Hmm. Maybe I’d better explain that.
I loved my father for as long as I can remember, and in the last few days a lot of memories have flooded to the fore. Memories that have saddened and impressed, pleased and depressed. Memories. Meanings. Decisions made, stories told, lessons attempted. My dad has been elevated to previously unseen heights in my cosmic award system, only to be berated in later internal award shows. This dichotomy is evolving now, and has been for the last few weeks. This is what happens. This is what I’m telling you; pay attention.
What I realize is that: a) Nothing’s gonna change, b) I didn’t say everything that needed to be said, c) I could never have said everything that needed to be said, and: d) Dad did a fantastic job. A terrific job, as he would say. He’s the only guy I know who used that word, terrific. He used it comfortably.
Aah, shit.
June 6, 2004 1 Comment
Obit
Guglielmetti
Philip John, 61, of Randolph, passed peacefully in his home on June 3, 2004.
He is survived by his wife Serina; daughter Christina, son Robert; daughter Andrea, his mother, Lena, and his sisters, Emilie Morse and Maria Giombarresse. Born in New York City, a graduate of Fordham Prep High School, Philip made a home in Randolph for 21 years with his wife Serina and his daughter Andrea, who cared for him to his final day, indeed, his final moments.
Mr. Guglielmetti was an advertising executive at MVBMS, an advertising firm in New York City, where he handled the Volvo account. Philip also enjoyed many years as co-founding partner in Fountainhead Communications, in Morristown.
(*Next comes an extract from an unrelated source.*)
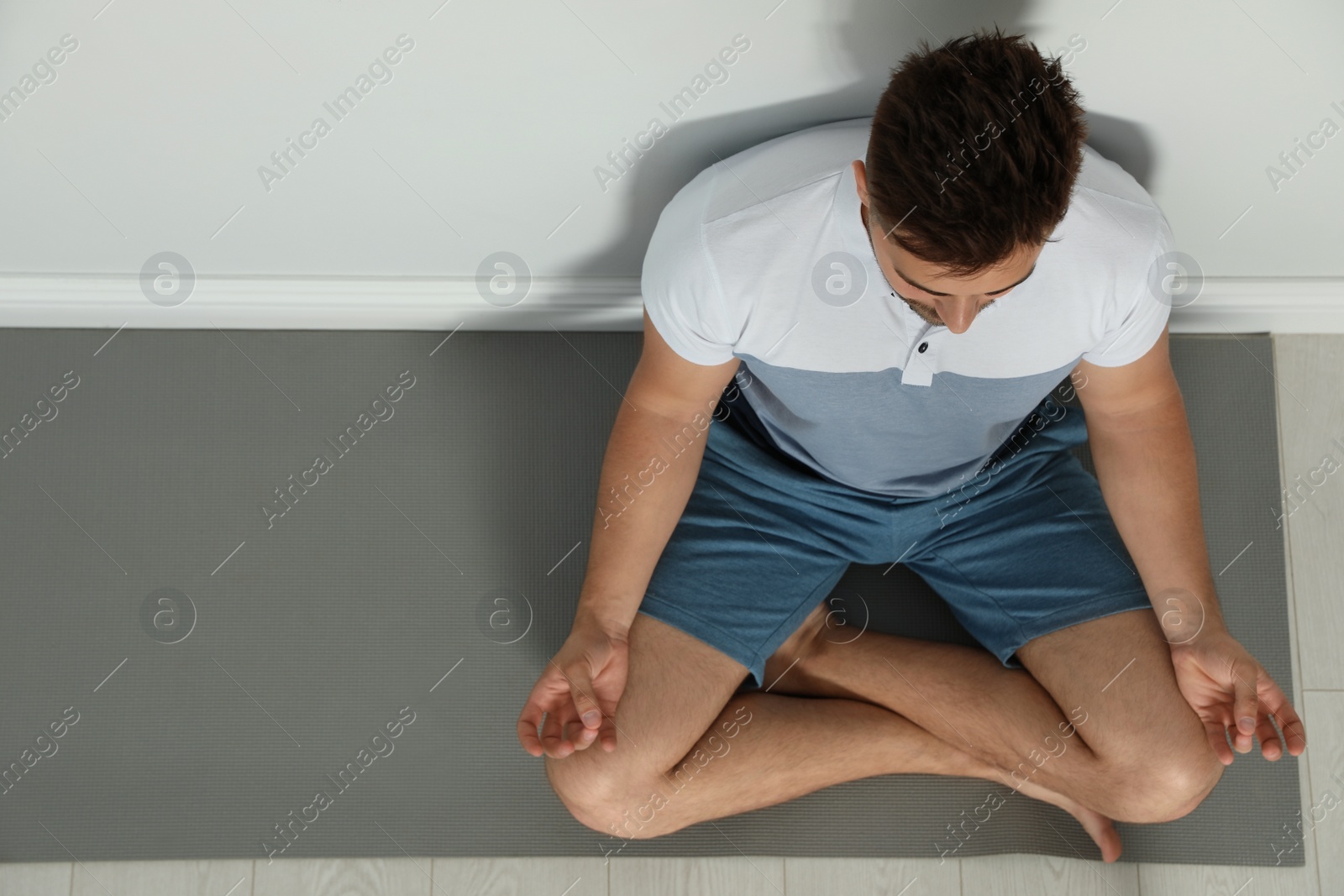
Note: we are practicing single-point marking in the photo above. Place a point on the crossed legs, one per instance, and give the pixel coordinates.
(1095, 719)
Prior to that he spent many years, at many companies, touching many lives.
A mass will be held at 2:00 PM in The Church of the Assumption, 91 Maple Avenue, Morristown, on Monday, June 7 2004. In lieu of flowers, donations may be made to the Carol G. Simon Cancer Center at Morristown Memorial Hospital, 100 Madison Ave., Morristown, NJ 07960 or Atlantic Health System’s Hospice Care Program, 33 Bleeker St., Millburn, NJ 07041.

June 5, 2004 No Comments
Bye, Dad
He lit the cigarette with the automatic reflex he’d developed over the years, so I didn’t even notice it. I saw the sweep of his hand on the cigarette pack; but the extraction of the butt, the lighting of the stick, this was something I had seen thousands of times before, so I paid it no mind. Easter, 2001.
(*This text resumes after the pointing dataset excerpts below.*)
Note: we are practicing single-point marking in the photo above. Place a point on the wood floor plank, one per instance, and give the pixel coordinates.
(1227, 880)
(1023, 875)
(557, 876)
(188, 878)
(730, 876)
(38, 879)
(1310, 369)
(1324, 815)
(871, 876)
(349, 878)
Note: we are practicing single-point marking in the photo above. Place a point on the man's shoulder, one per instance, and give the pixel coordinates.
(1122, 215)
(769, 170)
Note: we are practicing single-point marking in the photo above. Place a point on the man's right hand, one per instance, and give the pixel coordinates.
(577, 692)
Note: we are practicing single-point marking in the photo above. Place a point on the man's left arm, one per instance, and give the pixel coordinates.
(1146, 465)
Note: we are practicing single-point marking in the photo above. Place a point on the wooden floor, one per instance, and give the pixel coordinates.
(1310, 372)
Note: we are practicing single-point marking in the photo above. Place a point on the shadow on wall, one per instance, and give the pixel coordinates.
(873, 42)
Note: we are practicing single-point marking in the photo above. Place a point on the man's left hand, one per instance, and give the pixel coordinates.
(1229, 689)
Then, a snap and a thud, and everything changed.
The lighter snapped shut, the cigarette pack plopped on the coffee table, and he goes, in response to no particular conversation: “so, here’s the deal, I have a tumor, and it’s malignant, and they’re gonna operate next week to remove it. The good news is, they’ve caught it early”.
Always the salesman, he was.
Three years of life have elapsed since the two year prediction I got three years ago. But all good things come to an end.
My dad died today.
He died peacefully, surrounded by people who love him. Other people who love him arrived later. Other people who love him called. I, for one, cracked a few jokes. It’s my way.
Good night, Dad. I love you. Rest easy.